Over the last 20 or 30 years in politics, there have been headlines in the news proclaiming the year of the woman, meaning there were record numbers of women running for and winning office in a particular election cycle. If you look closely, these data, as reported, assume that all women are White.

“One of the things [we emphasize in the book] is to think about representation in a multifaceted way. If you take an intersectional analytical approach like my coauthors and I do, you find that the so-called years of the woman have been women of color-driven – the increase in turnout among women is because of the increase in turnout among women of color, and the growth in women in public office is because there have been more Black women and Latinas involved.”

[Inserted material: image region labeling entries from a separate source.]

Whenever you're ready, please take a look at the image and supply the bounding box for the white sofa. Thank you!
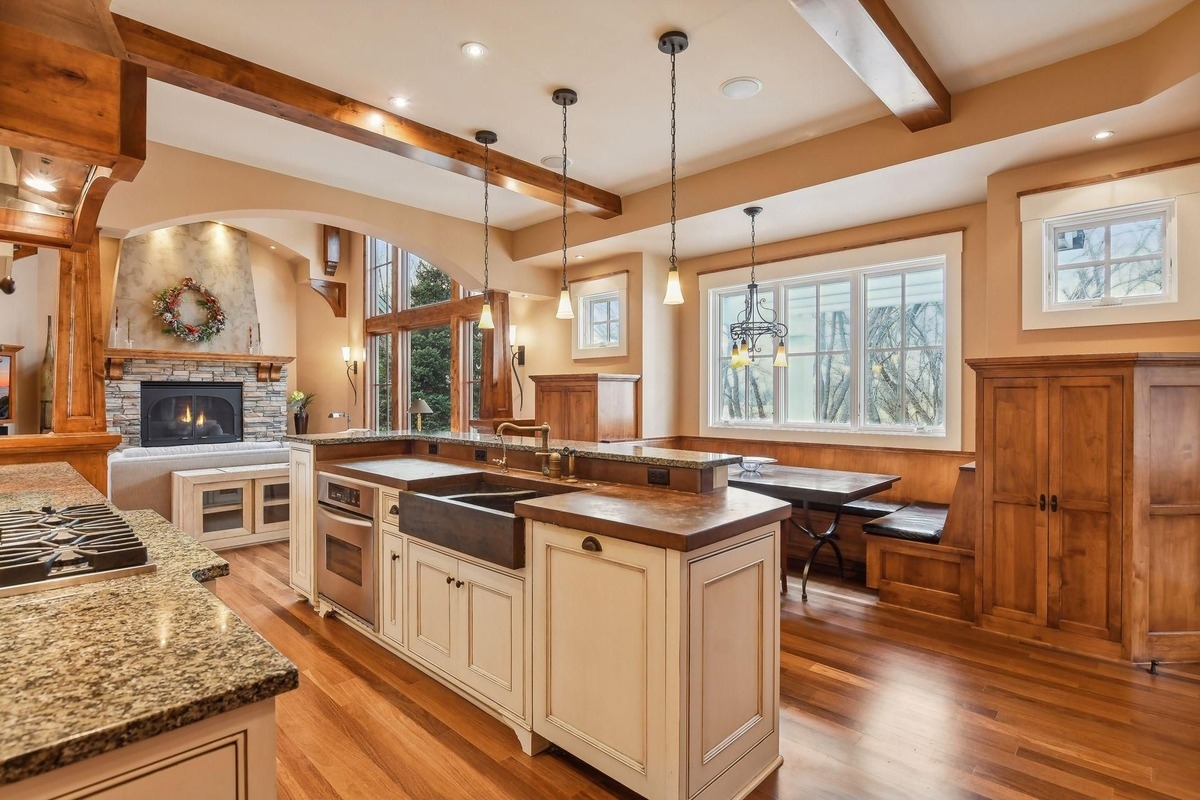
[108,441,288,519]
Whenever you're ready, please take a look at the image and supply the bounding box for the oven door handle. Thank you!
[317,505,374,528]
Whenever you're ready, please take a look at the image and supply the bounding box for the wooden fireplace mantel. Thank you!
[104,348,295,380]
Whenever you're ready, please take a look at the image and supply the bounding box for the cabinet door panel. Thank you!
[1048,375,1123,640]
[688,537,779,790]
[983,378,1048,625]
[532,523,677,796]
[379,533,404,645]
[457,561,524,717]
[407,540,458,672]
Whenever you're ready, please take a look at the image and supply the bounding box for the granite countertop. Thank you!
[516,485,792,552]
[0,463,299,784]
[283,431,742,469]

Race and Politics in the South

“Having grown up in North Carolina, I’m especially interested in race and politics in the South. For political scientists, most of what we know about the American South is from studies that were done more than 50 years ago, and the most recent major study of race relations and racial attitudes in the South was published in 1966. So, an interdisciplinary group of Duke faculty and graduate students are engaged in a series of projects in which we’re revisiting, and in some cases, replicating some of these classic studies. We are asking some of the same questions found in those studies, and we are asking some new ones as well. We are interested in knowing whether what those studies suggest still holds today.

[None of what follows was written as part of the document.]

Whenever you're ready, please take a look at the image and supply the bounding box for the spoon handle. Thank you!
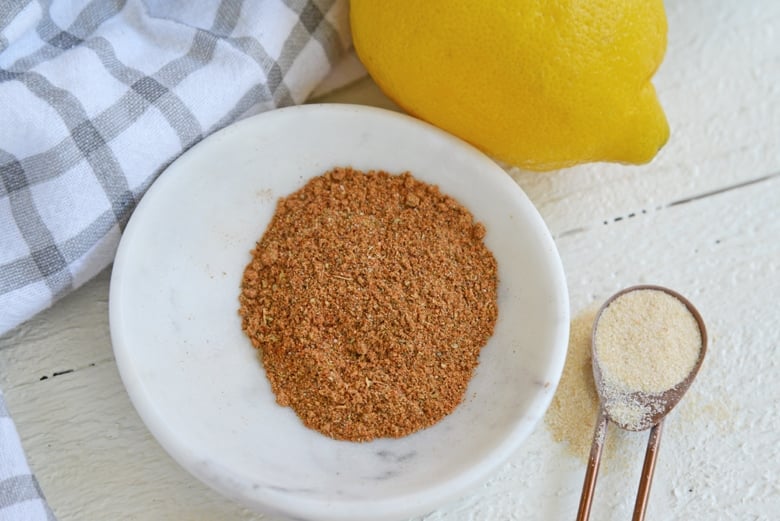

“One reason we are asking new questions is because the South has changed dramatically since the l960s, One of the most notable changes has been the increase in the Latino population all over the South, and in the most recent national election, that showed up [to vote].

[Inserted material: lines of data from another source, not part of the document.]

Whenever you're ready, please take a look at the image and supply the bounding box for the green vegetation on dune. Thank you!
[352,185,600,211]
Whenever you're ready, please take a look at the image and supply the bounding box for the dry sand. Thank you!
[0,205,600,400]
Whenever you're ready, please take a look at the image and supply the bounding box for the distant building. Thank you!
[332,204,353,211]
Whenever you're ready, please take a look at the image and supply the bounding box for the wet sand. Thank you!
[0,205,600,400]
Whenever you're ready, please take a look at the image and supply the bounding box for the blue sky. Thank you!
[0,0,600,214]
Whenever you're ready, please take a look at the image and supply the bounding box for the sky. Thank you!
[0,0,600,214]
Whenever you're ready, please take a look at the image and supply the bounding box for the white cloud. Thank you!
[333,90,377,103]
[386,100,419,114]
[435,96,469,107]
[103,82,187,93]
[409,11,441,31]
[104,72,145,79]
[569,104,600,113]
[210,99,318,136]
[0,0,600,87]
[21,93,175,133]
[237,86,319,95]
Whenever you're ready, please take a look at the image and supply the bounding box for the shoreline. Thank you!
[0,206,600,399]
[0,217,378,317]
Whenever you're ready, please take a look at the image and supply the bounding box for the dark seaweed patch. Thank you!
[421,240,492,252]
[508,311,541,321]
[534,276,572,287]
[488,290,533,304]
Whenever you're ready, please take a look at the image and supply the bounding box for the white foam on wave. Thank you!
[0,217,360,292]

“If you go look at what happened in Georgia, for example, part of the explanation for the Democrats flipping Georgia from red to blue is the increase in the Latino population and other minorities as well. In 1966, it was a Black/White story. [Now it is] much more complicated; even American Indians and Southeast Asians are politically significant for elections in Georgia, and North Carolina as well. This shift in Georgia, Texas and other places in the South is changing the dynamics of racial politics. It’s no longer a Black/White story.”

Focusing on North Carolina

“Just before the pandemic hit I was starting to make some progress on a North Carolina-centered race and politics project. This project is an effort to document and understand how elementary and secondary school texts treat matters of race. I have acquired copies of more than 50 social studies and history textbooks that were approved for use in public schools by the North Carolina Department of Education.

“Some of these books date back to the 1940s. It will be interesting to see what North Carolina students were taught about a variety of subjects including slavery, the Confederacy, Jim Crow, the coup in Wilmington and the Civil Rights Movement.”